1. Nuclear Fusion and Core Temperature:
* Stars less than 0.4 M☉: These stars are too small and cool to sustain hydrogen fusion in their cores. They primarily burn deuterium (a heavier isotope of hydrogen) in their early life, which is a much weaker and shorter-lived fusion process.
* Stars greater than 0.4 M☉: These stars reach the necessary core temperature and pressure to initiate and sustain hydrogen fusion, resulting in the stable burning of hydrogen into helium in their cores. This process provides the energy that allows these stars to shine for billions of years.
2. Lifetime and Evolutionary Stages:
* Stars less than 0.4 M☉: These stars have extremely long lifetimes, potentially trillions of years. They do not go through the typical stages of main-sequence stars, red giant phases, or white dwarf formation. Instead, they slowly cool and fade away, eventually becoming brown dwarfs.
* Stars greater than 0.4 M☉: These stars have much shorter lifetimes (billions of years) and go through various evolutionary stages. They burn hydrogen in their cores (main sequence), expand into red giants, and then potentially go through various nuclear burning phases before becoming white dwarfs, neutron stars, or black holes.
3. Luminosity and Temperature:
* Stars less than 0.4 M☉: They are very faint and cool, typically radiating in the infrared part of the electromagnetic spectrum.
* Stars greater than 0.4 M☉: They are more luminous and hotter, with surface temperatures ranging from a few thousand to tens of thousands of degrees Celsius.

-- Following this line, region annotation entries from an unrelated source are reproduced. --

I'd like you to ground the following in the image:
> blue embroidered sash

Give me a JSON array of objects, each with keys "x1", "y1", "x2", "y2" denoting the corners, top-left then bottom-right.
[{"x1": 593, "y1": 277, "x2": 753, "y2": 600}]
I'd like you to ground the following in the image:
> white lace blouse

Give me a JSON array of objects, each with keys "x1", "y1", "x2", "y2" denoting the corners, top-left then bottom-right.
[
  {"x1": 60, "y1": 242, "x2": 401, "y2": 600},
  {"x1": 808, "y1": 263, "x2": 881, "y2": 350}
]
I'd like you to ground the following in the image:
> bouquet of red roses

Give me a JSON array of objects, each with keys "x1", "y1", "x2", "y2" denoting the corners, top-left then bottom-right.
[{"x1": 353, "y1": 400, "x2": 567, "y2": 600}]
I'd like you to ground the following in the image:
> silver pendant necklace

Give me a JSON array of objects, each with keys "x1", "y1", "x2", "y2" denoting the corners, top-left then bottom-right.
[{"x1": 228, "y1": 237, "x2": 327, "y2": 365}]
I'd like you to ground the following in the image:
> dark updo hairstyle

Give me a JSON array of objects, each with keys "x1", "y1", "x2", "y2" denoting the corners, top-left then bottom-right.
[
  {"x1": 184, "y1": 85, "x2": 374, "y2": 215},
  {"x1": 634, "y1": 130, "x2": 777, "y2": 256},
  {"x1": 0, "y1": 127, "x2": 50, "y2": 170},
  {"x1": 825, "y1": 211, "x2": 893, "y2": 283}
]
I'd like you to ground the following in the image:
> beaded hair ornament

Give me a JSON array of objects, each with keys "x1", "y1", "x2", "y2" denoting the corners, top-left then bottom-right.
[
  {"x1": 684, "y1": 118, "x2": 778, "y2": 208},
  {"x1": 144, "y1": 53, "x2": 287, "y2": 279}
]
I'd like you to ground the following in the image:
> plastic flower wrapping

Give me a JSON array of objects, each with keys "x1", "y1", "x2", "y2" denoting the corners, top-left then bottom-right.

4. Lack of Red Giant Phase:
* Stars less than 0.4 M☉: Since they do not undergo hydrogen fusion in their cores, they skip the red giant phase.
* Stars greater than 0.4 M☉: They experience the red giant phase after exhausting hydrogen in their cores, as the core contracts and heats up, causing the outer layers to expand dramatically.
5. End State:
* Stars less than 0.4 M☉: They eventually become faint and cool brown dwarfs, which are substellar objects too small to sustain sustained nuclear fusion.
* Stars greater than 0.4 M☉: Their end state depends on their initial mass. They can become white dwarfs, neutron stars, or black holes, depending on the mass they retain after shedding their outer layers during their evolution.
In summary: Stars less than 0.4 solar masses are fundamentally different from those with greater mass due to their inability to sustain hydrogen fusion in their cores, resulting in a unique evolution that leads them to a fate as cool and dim brown dwarfs.